Compras internacionais em 2026: o que mudou na taxação da Shein, Shopee e AliExpress após o fim da taxa das blusinhas (Shopee/Divulgação)
Colaboradora
Publicado em 17 de julho de 2026 às 08h53.
Quem costuma fazer compras em plataformas estrangeiras como Shein, Shopee e AliExpress passou a pagar menos imposto desde maio. A Medida Provisória 1.357/2026 zerou o Imposto de Importação de 20% sobre compras de até US$ 50 feitas por pessoas físicas no programa Remessa Conforme.
A cobrança, apelidada de "taxa das blusinhas", estava em vigor desde agosto de 2024. O alívio, porém, é só de uma parte. O ICMS estadual ainda incide sobre todas as encomendas internacionais, com alíquotas que variam de 17% a 20% conforme o estado.
A MP 1.357/2026 autorizou o Ministério da Fazenda a zerar a alíquota do Imposto de Importação (a "taxa das blusinhas") para remessas de até US$ 50 dentro do Remessa Conforme. A medida entrou em vigor em 13 de maio de 2026 e foi prorrogada pelo Congresso em julho, com prazo de votação até 22 de setembro de 2026.

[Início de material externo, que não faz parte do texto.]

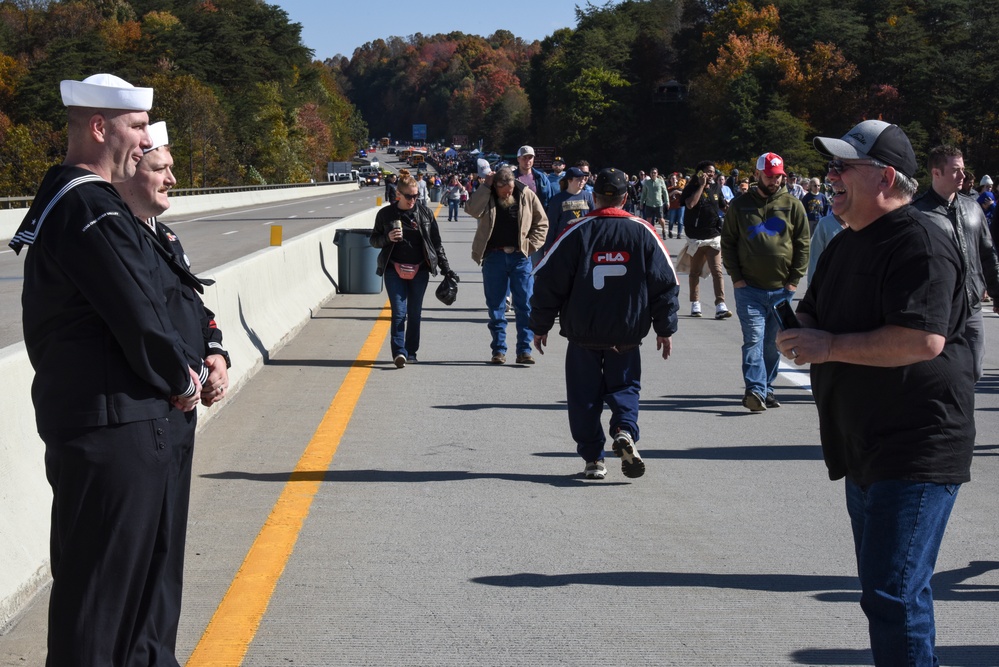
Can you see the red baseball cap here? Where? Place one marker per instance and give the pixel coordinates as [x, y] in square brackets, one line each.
[770, 164]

O imposto federal de 20% havia sido criado em 2024, após pressão da indústria nacional, e arrecadou R$ 5 bilhões em 2025. Com a revogação, o único tributo que permanece sobre compras de até US$ 50 é o ICMS, cobrado pelo estado de destino.
Para compras entre US$ 50 e US$ 3.000, o imposto que era de 60% caiu para 30%, com um desconto fixo de US$ 30 sobre o valor do tributo, somado ao ICMS estadual. O custo tributário nessa faixa pode ultrapassar 90% do valor do produto.
Shein, Shopee e AliExpress estão cadastradas no Remessa Conforme. Isso significa que os tributos aparecem discriminados antes do pagamento, e o pacote chega ao Brasil com a tributação já quitada.
Não há uma vencedora fixa. O preço final depende da categoria do produto, do frete, dos cupons disponíveis e do ICMS do estado do comprador. A comparação mais útil é feita no checkout, ao simular o pedido nas três plataformas com impostos incluídos.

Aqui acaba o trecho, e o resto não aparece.